Sachant que ce marché, au niveau international ne pèse en 2008 « que » 1 600 Millions de dollars (source Les ECHOS), toutes branches confondues (corps, facultés et personnes), le point d’équilibre de la branche est extrêmement fragile (1 ou 2 accidents majeurs plus le lot habituel de sinistres de moindre importance).

Une réglementation particulière

  • Les règles d’indemnisation

Le transport international de passagers est réglementé par toute une succession de traités internationaux (convention de Varsovie, protocole de La Haye, Protocole de Montréal, Protocole de Guatemala), chacun de ses textes a eu pour conséquences de fixer les limites de responsabilité (et donc d’indemnisation) en cas d’accident corporel du fait du transport aérien de passagers. Bien qu’à ce jour, la règlementation ne soit pas totalement stable (le dernier des protocoles n’ayant pas réuni le nombre minimal de signatures requises pour son entrée en vigueur), certaines compagnies, dont AIR France, ont fixé leur limite de responsabilité à 100 000 DTS par passager (soit environ 113 000 €).

  • Les juridictions compétentes

L’autre particularité de cette branche est l’extrême difficulté à définir une juridiction compétente en matière de mise en cause du transporteur. En effet, qui doit statuer sur la réclamation d’une famille française, anglaise ou autre dont des membres de la famille sont décédés dans le crash d’un avion de ligne Brésilien ralliant New-York à Brisbane ?
Les conventions stipulent que le choix est laissé aux demandeurs devant :

  • Le tribunal du domicile du transporteur,
  • Du siège principal de son exploitation,
  • Devant le tribunal du lieu de destination,
  • Devant le tribunal du lieu d’habitation de la victime (ce qui est le cas pour la décision qui nous occupe).
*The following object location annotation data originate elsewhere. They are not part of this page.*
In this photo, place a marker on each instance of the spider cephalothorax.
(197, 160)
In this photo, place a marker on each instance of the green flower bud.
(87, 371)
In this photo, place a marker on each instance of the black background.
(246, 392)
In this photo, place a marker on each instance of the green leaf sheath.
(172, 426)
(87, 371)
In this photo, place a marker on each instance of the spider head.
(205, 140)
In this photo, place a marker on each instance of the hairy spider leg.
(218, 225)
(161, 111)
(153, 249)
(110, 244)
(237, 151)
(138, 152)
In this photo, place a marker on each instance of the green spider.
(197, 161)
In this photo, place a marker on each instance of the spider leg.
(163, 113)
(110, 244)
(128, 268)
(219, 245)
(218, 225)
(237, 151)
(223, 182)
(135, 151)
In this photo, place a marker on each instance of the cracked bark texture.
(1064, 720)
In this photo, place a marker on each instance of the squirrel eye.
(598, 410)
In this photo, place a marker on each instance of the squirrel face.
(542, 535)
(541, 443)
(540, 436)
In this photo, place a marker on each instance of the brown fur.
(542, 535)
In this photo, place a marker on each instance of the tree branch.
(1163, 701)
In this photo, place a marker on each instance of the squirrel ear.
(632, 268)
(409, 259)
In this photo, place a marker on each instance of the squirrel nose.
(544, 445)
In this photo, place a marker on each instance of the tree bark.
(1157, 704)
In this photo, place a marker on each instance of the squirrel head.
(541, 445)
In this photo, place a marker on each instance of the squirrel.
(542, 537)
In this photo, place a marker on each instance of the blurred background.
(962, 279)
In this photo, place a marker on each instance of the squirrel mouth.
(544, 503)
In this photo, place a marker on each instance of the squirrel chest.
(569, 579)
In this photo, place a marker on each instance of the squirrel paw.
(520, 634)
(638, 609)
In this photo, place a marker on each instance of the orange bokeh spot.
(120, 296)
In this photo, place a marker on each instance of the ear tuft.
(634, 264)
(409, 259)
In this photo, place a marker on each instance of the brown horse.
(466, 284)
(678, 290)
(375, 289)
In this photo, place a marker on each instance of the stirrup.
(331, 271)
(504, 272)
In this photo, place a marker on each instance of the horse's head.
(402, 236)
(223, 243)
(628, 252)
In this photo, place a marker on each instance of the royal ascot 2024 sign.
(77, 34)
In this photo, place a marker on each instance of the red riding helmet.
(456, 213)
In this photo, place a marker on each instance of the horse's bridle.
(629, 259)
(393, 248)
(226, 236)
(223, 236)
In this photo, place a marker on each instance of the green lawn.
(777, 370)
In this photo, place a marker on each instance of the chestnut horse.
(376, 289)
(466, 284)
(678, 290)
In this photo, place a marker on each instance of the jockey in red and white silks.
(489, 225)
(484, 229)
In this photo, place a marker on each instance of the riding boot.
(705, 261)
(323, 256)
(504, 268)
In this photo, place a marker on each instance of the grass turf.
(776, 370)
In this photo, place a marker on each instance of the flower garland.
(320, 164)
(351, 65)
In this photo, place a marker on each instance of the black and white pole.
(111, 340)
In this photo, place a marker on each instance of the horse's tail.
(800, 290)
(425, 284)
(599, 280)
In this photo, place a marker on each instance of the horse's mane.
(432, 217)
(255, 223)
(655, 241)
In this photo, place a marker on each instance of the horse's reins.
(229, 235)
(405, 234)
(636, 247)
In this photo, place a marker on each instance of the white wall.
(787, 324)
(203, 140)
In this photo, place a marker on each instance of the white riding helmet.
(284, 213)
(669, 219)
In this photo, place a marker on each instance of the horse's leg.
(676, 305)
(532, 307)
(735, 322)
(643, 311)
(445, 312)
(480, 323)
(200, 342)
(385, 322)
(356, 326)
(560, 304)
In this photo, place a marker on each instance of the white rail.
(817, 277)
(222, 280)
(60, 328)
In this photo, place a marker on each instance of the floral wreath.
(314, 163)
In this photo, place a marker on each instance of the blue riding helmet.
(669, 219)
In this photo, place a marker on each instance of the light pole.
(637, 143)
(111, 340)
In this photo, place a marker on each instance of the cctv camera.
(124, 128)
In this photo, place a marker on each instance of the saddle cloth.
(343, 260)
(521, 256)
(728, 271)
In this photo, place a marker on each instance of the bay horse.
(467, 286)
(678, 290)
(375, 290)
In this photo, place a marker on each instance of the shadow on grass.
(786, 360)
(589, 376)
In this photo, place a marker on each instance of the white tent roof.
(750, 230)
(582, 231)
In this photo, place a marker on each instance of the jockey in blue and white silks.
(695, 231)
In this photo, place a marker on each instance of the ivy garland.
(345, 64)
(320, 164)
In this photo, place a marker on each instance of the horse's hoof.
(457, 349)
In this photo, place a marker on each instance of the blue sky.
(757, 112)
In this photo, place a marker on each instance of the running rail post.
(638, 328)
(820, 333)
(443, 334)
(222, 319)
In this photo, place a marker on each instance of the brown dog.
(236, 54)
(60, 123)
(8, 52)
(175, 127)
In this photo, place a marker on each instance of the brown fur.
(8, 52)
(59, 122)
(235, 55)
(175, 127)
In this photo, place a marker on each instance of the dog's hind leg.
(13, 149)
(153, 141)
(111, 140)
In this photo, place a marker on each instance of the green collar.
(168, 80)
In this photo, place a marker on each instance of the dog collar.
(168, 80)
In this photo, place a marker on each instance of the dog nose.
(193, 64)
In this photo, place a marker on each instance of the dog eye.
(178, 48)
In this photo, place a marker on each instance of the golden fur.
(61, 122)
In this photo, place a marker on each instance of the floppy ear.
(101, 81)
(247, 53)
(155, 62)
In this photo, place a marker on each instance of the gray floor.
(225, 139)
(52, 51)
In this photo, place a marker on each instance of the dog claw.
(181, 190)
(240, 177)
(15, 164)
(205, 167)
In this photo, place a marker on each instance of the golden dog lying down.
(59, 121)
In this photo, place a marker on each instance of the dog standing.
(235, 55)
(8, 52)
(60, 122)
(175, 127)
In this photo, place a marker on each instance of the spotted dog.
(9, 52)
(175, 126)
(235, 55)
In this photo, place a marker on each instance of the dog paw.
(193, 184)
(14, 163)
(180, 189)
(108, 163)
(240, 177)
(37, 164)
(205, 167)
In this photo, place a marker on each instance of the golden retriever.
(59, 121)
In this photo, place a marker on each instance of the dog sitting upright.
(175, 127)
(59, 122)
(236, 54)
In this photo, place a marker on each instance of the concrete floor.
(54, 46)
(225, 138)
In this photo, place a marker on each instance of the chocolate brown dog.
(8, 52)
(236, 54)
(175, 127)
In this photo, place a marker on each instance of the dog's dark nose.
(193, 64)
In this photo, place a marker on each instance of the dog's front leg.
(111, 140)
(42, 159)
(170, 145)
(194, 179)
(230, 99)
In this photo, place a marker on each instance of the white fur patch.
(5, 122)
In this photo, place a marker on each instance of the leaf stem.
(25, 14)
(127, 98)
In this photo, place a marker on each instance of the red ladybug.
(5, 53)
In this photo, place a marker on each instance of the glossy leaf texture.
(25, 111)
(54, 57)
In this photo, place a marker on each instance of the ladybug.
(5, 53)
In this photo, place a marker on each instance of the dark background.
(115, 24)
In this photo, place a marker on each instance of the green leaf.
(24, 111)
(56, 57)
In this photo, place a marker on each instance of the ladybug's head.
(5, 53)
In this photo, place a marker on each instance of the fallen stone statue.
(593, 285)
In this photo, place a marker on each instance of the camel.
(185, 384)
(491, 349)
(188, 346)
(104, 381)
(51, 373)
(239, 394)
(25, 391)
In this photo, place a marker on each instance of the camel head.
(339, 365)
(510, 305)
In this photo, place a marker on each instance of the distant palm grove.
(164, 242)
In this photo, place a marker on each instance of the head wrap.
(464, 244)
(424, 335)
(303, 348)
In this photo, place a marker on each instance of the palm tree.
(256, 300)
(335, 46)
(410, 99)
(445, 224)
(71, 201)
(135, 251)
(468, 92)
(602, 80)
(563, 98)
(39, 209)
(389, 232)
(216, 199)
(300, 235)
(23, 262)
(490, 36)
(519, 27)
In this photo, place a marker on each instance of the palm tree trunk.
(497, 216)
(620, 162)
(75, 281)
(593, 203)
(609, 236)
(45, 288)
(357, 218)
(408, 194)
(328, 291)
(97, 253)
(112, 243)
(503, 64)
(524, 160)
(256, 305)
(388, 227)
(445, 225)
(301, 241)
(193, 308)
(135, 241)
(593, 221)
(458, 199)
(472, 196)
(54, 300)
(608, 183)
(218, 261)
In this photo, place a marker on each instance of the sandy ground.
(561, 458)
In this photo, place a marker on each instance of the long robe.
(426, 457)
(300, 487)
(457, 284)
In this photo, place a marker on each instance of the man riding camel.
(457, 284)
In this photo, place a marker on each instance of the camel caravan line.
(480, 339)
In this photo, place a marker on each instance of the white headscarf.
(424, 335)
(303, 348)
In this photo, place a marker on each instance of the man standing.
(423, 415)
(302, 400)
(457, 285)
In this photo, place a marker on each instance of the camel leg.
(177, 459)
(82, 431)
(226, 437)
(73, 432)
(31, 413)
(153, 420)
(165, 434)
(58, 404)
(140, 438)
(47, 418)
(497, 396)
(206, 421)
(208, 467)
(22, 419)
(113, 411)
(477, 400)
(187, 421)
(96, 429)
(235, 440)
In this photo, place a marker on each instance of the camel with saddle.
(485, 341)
Conséquences pour le sinistre AF 447

Les conséquences de ce qui a été explicité plus haut sont d’une logique comptable et financière implacable. En effet, AIR France, en basant sa limite de responsabilité en cas d’accident corporel à 100 000 DTS à sans doute souscrit une police d’assurance idoine (ce fait étant à vérifier) avec sans doute j’espère (ce fait étant aussi à vérifier) un dispositif complémentaire en cas de dépassement de cette limite sur décision de justice. Néanmoins, il est extrêmement probable (ce fait étant aussi à vérifier) que tant la compagnie aérienne que son assureur n’avaient pas prévu une telle dérive. En effet, 850 000 € représentent 7,5 fois la limite de responsabilité par passager.

Le risque est alors systémique; en effet, imaginons que les tribunaux Brésiliens qui auront à se prononcer sur l’indemnisation des autres victimes Brésiliennes rendent des décisions dans les mêmes proportions, et que les tribunaux Français copient/collent ces décisions pour l’indemnisation des victimes Françaises. Le montant global du sinistre (hors coût de l’avion) s’élèverait à 850 000 € X 228 soit 193,8 Millions d’Euros. A ce niveau les chiffres n’ont plus de signification, néanmoins, en 2008 le chiffre d’affaires de l’assurance aviation française (corps, facultés, corporels) s’élevait à 488 Millions d’Euros (source FFSA). Le risque est donc réel et sérieux pour AXA, et par effet ricochet sur la réassurance pour l’ensemble des compagnies opérant sur ce marché, de voir la branche transport aérien être très sévèrement déficitaire et repartir sur un cycle haussier à deux chiffres.

Reste aujourd’hui à savoir à combien les tribunaux Brésiliens et Français estiment la perte d’un ou plusieurs proches, mais ceci est un autre débat.